Published on February 13th, 2018 | by Guest0
Get a Great ROI When You Select the Right Software for Your Business
Software can be expensive. If you’re rolling out a new suite across your business, you want to make sure the investment is worth it, and the benefits are significant. Essentially, you want a good return on investment (ROI). ROI is the ratio between the net profit and cost of investing a resource.
A high ROI means the investment’s financial benefits compare favorably to its cost. ROI is used to evaluate the efficiency of an investment. It is also one way of relating profits to invested capital. In the case of software, you will need to identify the costs associated with the programs and then quantify the expected benefits. If the ROI is not meaningful, the software may not be right. Here’s what you need to consider.
This is the easiest part. Costs can usually be quantified upfront. You will generally need to purchase licenses to use existing software and pay a developer to create a customized solution from scratch. You also need to factor in costs for upgrades or maintenance. If you need to upgrade hardware or other infrastructure to accommodate the software, you’ll also want to factor that into your costs. Your staff may also need to be trained in the use of the software. While some software companies and developers may include training in their overall costs, many don’t.
As global IT consulting company AEB notes, putting together all the cost components can be difficult. The software providers will give you quotes but implementation costs can rise quickly. This especially occurs if the business requests changes mid-stream or something was not properly understood in the early stages.

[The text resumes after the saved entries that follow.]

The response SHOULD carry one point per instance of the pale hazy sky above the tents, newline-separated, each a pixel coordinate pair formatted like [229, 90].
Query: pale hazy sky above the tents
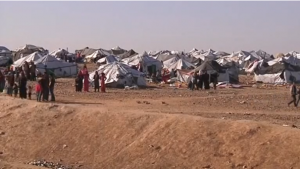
[143, 26]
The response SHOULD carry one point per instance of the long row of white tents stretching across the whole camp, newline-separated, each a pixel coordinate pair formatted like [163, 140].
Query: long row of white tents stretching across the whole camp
[117, 62]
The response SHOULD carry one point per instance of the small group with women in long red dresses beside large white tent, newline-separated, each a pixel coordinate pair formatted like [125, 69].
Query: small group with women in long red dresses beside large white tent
[82, 81]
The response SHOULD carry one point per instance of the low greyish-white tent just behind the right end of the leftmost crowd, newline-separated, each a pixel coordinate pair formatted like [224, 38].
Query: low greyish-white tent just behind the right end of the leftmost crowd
[58, 67]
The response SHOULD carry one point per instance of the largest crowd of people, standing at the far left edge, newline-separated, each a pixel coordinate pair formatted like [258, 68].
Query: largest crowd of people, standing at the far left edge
[14, 82]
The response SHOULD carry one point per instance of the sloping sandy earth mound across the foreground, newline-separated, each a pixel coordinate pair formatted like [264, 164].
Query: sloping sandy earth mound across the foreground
[94, 137]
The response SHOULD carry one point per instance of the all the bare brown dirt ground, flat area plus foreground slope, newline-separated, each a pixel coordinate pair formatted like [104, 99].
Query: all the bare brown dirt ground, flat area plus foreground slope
[158, 127]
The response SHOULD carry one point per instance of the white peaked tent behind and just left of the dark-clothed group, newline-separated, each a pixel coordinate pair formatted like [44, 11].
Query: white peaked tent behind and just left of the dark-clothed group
[177, 63]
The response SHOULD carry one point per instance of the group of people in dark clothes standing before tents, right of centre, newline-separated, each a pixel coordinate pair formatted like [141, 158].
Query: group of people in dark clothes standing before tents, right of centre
[202, 80]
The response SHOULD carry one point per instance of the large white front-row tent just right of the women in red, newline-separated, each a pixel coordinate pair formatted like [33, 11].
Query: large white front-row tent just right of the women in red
[120, 75]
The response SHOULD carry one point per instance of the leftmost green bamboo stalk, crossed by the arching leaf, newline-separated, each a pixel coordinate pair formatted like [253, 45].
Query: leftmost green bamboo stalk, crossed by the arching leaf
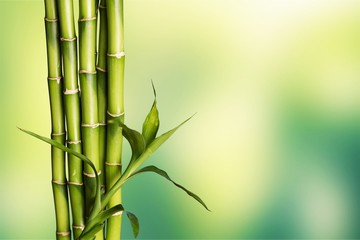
[57, 121]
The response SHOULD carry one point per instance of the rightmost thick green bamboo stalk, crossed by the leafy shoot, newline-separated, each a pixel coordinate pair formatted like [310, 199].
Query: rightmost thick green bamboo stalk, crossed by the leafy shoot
[116, 62]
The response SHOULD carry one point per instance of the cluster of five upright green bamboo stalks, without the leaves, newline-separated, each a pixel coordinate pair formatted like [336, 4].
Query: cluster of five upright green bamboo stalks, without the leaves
[85, 81]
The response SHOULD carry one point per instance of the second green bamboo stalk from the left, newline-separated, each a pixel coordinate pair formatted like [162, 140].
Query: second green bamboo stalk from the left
[72, 108]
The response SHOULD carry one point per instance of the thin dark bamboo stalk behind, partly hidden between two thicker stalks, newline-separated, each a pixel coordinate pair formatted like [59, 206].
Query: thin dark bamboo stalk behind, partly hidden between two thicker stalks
[102, 88]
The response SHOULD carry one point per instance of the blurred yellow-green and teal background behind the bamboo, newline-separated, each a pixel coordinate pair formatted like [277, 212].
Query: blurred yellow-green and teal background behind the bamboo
[274, 148]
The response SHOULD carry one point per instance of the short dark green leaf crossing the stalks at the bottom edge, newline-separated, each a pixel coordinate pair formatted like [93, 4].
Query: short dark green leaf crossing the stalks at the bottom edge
[99, 220]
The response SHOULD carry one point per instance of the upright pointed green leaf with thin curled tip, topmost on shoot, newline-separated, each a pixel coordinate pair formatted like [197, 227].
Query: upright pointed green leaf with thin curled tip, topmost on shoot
[151, 123]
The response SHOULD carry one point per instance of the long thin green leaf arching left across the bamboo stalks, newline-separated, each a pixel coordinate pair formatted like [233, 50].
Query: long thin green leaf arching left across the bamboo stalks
[97, 204]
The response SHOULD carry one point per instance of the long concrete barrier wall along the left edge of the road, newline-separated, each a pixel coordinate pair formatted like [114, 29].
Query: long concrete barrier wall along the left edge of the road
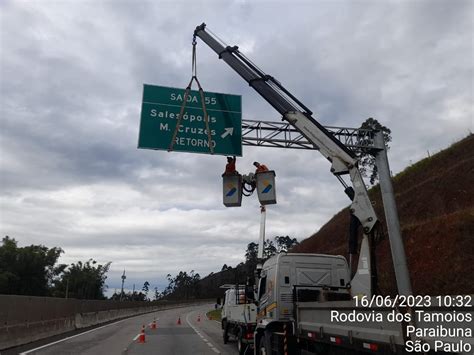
[24, 319]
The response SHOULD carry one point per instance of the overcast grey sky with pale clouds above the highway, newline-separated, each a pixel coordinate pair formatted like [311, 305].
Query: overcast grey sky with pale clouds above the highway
[72, 75]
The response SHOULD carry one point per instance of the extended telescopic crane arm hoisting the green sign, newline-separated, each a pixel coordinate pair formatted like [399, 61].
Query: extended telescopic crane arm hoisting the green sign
[300, 117]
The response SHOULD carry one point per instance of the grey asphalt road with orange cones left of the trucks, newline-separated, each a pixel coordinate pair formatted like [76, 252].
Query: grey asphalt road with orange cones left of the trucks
[195, 335]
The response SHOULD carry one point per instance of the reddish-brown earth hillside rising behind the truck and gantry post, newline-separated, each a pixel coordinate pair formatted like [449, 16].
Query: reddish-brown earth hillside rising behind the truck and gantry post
[435, 199]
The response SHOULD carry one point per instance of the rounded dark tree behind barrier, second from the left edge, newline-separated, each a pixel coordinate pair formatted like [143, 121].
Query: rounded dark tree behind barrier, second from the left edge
[83, 280]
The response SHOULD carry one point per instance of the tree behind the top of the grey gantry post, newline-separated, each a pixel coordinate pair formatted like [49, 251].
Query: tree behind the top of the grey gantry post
[367, 165]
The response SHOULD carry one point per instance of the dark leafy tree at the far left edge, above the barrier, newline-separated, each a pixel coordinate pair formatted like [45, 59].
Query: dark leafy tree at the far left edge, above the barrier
[28, 270]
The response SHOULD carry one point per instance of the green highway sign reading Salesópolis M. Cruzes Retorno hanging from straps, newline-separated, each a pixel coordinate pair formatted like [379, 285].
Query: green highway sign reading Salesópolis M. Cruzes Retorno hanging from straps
[160, 112]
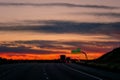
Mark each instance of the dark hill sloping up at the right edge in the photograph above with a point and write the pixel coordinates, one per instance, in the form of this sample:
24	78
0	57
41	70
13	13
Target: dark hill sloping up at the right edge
110	57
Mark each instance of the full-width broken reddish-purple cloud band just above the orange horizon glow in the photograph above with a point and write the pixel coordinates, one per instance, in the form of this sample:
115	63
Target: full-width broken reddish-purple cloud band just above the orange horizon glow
57	45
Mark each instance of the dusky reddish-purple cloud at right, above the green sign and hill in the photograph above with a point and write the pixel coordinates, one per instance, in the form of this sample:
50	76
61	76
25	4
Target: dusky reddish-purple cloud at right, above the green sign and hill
94	46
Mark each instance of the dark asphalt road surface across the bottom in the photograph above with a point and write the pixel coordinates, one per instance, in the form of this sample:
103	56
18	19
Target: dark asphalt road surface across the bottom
53	71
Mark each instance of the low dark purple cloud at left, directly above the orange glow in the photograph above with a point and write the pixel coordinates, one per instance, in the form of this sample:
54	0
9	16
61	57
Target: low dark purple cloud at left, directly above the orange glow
25	50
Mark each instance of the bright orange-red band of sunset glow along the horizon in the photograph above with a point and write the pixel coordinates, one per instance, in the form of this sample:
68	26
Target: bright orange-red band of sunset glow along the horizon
48	56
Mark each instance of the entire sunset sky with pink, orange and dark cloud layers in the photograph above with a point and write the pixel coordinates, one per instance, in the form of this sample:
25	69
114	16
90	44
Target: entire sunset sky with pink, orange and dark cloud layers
37	29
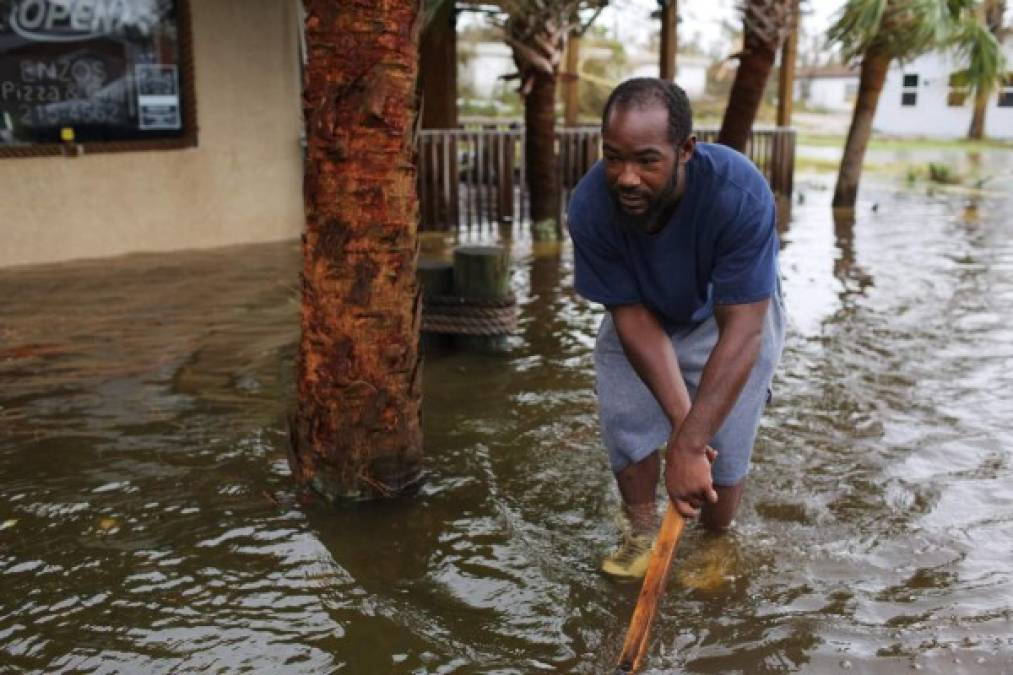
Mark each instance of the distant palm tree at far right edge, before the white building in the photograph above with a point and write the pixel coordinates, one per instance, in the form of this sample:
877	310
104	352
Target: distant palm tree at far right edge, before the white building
984	70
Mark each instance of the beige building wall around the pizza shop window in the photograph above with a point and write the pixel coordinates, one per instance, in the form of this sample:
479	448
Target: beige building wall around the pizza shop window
242	184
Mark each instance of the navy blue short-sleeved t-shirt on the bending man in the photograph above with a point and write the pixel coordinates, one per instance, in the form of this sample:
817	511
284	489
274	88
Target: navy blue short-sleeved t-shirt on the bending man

In some cases, you may be able to link specific increases in revenue to the software. For example, you can easily track online sales generated through a new e-commerce platform. In other instances, it may be more difficult to make a direct link, but you should still try to quantify the amount.
If the software will lead to increased efficiency and reduced costs this will also go towards your bottom line. If you are able to reduce your workforce and labor cost because some of your processes are now automated, this will also indicate a good return on investment.
Other returns may not be immediately predicted or quantified. One example of this is customer experience. Your new software may make customers and clients more likely to purchase your goods or services. They may become more loyal, make more impulse purchases or make bigger orders.
In order to ensure a great ROI, you need to ensure your software is consistently performing well. It makes no sense purchasing and installing expensive software and then suffering frequent downtime or crashes. This can be frustrating for both internal and external users. When problems do occur, you need to be notified of them immediately so they can be fixed quickly. This call for effective network monitoring. Fortunately, there is network monitoring software which can make this easier. Visit ipswitch.com for an example.
When you’re a significant financial outlay, you have to make sure it makes financial sense. Ensure that the software you are thinking about implementing will bring a great return on investment.